In Ukraine, without a doubt, the most striking example of Renaissance architecture is the early modern center of Lviv. The great fire of 1527 destroyed the Gothic buildings of the city and it was rebuilt according to the new Renaissance rules.
The civil and sacred architecture of Lviv in the 16th century was not only ideologically Italian. It was literally created by the Italians. Petro Italiets, Pavlo Shchaslyvyi, Petro Barbon, Pavlo Rymlianyn, Amvrosii Prykhylnyi, Adam Pokora and others were from Italian-speaking regions. The Italians brought with them "pieces of Italy" and were not going to adapt to local traditions.
At the same time, it is worth noting that Lviv was a city with the Magdeburg rights, and therefore with a strong and prosperous community. It was easier for such cities to incorporate new people, for whom it was enough to become a citizen of the city, and also tended to normalize life and organization of space. In addition, in cities with the Magdeburg rights, there were standards for the size of land for construction, the number of floors and windows, and so on. Therefore, as a result, the squares in such European cities are proportionally similar and recognizable. This was very well combined with the consistent affection of Italian architects to clear canonical forms and structuring. As a result, early modern Lviv received the geometric shape of a rectangle – an ideal Renaissance city, with an orthogonal grid of streets and a rectangular central square.
Harmony needs a canon.
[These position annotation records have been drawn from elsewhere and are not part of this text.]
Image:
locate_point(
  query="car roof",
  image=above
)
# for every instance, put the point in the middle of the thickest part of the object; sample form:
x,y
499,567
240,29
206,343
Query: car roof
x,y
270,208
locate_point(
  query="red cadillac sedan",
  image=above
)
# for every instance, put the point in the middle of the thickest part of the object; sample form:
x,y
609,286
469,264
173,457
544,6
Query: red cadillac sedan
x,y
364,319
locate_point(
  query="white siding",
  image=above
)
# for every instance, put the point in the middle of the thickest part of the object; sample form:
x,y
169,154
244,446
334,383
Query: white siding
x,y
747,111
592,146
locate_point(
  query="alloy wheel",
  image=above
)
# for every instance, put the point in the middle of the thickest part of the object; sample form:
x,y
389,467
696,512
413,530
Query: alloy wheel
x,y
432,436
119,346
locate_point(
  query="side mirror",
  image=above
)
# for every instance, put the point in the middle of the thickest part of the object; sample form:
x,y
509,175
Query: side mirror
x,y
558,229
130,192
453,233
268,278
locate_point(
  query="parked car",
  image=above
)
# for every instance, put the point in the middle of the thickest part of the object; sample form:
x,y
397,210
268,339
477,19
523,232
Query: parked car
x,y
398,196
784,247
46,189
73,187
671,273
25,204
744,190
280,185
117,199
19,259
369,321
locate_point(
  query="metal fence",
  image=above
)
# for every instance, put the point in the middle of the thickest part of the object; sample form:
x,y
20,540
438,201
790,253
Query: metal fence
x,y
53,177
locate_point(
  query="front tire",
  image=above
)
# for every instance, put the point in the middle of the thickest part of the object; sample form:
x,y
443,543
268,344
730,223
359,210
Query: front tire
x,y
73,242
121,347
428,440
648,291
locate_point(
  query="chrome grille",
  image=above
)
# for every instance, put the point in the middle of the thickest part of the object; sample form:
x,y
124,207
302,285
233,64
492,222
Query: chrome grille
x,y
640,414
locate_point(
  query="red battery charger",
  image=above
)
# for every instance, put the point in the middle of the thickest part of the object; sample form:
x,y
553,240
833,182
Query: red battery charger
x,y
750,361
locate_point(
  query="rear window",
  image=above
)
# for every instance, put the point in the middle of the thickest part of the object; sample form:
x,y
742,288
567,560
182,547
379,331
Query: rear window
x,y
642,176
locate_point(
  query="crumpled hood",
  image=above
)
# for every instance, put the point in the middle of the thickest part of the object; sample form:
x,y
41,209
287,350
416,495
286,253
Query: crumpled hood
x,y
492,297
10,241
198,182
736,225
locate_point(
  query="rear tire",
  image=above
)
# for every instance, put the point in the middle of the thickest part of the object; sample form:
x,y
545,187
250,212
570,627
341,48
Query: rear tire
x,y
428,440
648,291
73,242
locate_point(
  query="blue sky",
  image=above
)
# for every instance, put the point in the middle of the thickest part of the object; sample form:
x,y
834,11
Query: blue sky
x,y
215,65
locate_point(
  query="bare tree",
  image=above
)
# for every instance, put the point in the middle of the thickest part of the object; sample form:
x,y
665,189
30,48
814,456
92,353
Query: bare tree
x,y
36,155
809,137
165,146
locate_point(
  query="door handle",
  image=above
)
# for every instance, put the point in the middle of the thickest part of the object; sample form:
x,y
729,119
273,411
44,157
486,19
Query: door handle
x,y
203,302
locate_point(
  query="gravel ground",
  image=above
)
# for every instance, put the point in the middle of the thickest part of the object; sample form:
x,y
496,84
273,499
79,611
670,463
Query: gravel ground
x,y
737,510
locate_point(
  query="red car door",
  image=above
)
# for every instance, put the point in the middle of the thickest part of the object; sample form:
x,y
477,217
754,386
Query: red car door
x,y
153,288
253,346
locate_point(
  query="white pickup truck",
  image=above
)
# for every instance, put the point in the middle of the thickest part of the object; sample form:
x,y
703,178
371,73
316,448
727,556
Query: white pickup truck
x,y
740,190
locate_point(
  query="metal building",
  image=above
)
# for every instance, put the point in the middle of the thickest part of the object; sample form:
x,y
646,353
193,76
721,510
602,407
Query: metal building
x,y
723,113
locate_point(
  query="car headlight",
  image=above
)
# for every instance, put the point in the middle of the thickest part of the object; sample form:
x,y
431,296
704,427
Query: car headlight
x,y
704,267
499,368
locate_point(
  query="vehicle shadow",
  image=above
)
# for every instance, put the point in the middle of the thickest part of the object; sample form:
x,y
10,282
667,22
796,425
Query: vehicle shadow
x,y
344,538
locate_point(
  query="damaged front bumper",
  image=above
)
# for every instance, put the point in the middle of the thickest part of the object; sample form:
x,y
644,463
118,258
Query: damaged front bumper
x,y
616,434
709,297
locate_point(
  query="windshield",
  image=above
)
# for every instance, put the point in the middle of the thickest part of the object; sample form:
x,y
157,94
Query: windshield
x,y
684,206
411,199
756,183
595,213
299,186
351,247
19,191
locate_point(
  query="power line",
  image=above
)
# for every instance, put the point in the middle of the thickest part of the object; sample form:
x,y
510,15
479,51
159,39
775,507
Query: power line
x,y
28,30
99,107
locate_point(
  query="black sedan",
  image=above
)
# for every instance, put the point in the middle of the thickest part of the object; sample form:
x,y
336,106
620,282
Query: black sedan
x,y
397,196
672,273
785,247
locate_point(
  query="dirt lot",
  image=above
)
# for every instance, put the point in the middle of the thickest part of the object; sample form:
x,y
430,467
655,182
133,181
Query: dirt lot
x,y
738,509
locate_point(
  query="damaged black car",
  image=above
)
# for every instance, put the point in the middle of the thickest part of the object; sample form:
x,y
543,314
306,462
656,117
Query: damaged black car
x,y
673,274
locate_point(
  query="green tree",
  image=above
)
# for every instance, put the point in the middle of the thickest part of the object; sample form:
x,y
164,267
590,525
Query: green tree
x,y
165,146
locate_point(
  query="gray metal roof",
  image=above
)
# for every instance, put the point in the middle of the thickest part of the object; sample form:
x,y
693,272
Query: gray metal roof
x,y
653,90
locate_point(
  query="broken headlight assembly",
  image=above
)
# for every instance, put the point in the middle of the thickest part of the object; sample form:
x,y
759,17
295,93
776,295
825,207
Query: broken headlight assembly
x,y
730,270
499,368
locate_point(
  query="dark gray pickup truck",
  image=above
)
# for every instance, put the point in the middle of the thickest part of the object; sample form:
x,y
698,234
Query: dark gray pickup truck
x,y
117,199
A canon is a restriction, and a restriction inevitably causes a revolt. Such a protest of individualism and emotionality in architecture was first Mannerism, and then Baroque, also created by new waves of migrants from Italy and Germany. We clearly see the spread of the new style on the Renaissance buildings of Lviv, especially in sacred buildings.
Why were groups of Italian immigrants invited to implement the Renaissance canon in the Kingdom of Poland, and why did they not move on? This is very similar to the Greek masters of the Rus’ era, who came to Kyiv to build churches in the Byzantine style. The political elites of our lands were willing to pay for engagement in modernization and to do so encouraged the immigration of skilled architects from other countries.
At the same time, one should not go to extremes in interpreting the possibilities of the influence of architecture on the development of society. Because of Italian architecture Lviv did not cease to be Lviv and even more so did not become Rome or Florence. The same diverse population of the Ukrainian lands continued to live and act in the Italian scenery as before. Therefore, in addition to the external "Renaissance", it was important to experience the "ideological" one, and in this context, the problem seems much more complicated.